Germano suggested that recreational businesses operating in the borough now should have little problem collecting the various municipal taxes. A charter business providing a fishing trip within that package ought to be collecting sales taxes itself, she said.
“If they’re not, then that’s a different problem,” she said. “Maybe the larger issue is ... that if the (tax) cap were not so low we probably wouldn’t be having this discussion at this level at this time.”
The borough collects sales taxes only on the first $500 of a sale because of the tax cap. The assembly has considered raising it to $1,000, but has not done so.
In arguing for an April implementation date, Merkes said the assembly had acted, voters had voted, and the industry had been aware of the coming change for a long time. A few months should be time enough for the industry to get its books ready to deal with the new tax regime, she said.
Williams warned that implementation in April would put a strain on a short-staffed finance department and pressure on the administration that is working on the upcoming budget.
“We need a little bit of time to hire a couple of more people, get ourselves in gear, get a program set up,” he said. “If you say no, we implement yesterday. If you vote yes, you only give me three months. We are in a quandary.”
Nevertheless, the assembly voted 6-2 (Ron Long abstained) in support of the ordinance with the April 1 implementation date. Germano and Gary Knopp voted no.
Germano later called for reconsideration. If a reconsideration vote puts the matter back on the table on Jan. 16, the April effective date could be changed again if the assembly so desires.
In other business, the assembly:
· Adopted Ordinance 2006-19-34 accepting and appropriating a state grant of $262,5000 and appropriating $112,500 in matching funds to heating, ventilation and air-conditioning control upgrades at Sears Elementary, Cooper Landing, Seward High, Soldotna High and Kenai Middle schools.
· Adopted Ordinance 2006-19-35 appropriating $150,000 in school revenues to playground improvements at several schools.
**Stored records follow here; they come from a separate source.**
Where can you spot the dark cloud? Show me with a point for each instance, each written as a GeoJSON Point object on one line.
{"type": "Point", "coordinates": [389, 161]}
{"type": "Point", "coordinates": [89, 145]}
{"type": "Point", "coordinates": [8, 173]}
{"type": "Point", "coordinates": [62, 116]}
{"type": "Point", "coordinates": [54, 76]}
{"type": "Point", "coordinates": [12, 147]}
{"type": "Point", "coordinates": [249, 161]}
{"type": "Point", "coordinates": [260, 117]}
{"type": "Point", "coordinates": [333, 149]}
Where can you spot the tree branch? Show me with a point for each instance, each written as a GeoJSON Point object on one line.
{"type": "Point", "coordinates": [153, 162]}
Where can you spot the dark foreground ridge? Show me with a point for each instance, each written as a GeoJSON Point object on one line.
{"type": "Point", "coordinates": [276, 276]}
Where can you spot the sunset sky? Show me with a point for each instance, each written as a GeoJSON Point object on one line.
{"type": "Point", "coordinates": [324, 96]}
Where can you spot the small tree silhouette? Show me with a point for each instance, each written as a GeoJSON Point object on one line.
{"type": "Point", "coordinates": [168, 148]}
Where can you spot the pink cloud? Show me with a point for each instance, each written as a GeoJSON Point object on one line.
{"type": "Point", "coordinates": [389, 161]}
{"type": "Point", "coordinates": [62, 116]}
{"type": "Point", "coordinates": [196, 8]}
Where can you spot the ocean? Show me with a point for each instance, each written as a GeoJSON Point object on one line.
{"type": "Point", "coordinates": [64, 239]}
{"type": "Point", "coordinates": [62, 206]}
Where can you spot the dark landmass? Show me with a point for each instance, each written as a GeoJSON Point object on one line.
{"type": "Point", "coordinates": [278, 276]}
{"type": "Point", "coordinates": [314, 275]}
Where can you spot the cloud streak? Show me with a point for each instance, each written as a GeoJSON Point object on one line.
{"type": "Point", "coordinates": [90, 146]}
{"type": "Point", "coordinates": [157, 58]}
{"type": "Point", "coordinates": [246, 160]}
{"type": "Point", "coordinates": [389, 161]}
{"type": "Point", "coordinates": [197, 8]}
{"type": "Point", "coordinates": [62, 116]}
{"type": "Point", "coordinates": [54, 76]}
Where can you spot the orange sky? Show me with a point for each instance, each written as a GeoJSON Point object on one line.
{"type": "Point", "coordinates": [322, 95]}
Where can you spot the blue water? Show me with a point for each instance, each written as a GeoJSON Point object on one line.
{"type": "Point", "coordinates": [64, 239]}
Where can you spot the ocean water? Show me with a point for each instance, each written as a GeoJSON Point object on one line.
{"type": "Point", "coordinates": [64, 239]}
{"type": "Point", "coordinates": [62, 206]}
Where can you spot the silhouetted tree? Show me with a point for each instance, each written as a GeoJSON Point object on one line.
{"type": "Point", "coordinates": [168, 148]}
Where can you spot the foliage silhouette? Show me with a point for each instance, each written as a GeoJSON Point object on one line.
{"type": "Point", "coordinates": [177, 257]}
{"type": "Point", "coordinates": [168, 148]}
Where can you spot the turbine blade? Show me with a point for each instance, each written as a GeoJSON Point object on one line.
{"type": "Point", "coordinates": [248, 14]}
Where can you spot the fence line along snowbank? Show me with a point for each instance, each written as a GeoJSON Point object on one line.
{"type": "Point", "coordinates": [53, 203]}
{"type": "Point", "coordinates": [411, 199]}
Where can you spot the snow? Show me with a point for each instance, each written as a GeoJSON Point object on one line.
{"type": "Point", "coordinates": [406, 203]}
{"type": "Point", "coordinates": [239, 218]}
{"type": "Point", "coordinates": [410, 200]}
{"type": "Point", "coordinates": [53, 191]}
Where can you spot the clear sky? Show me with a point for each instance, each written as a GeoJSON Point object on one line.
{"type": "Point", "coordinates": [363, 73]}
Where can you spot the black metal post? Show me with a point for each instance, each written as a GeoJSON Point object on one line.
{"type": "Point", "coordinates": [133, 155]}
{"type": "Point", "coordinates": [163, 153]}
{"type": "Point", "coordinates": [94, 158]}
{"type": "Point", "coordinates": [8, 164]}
· Adopted Ordinance 2006-19-36 appropriating $1.7 million in interest income to the capital improvement project at Central Peninsula Hospital.
· Adopted Ordinance 2006-19-37 appropriating a $100,000 state grant and appropriating $133,000 in matching funds from the Bear Creek Fire Service Area for construction of a public safety building.
· Adopted Ordinance 2006-19-38 accepting and appropriating a $421,000 state grant and appropriating $364,522 of Anchor Point Fire and Emergency Medical Service Area capital funds to build a fire station at Nikolaevsk.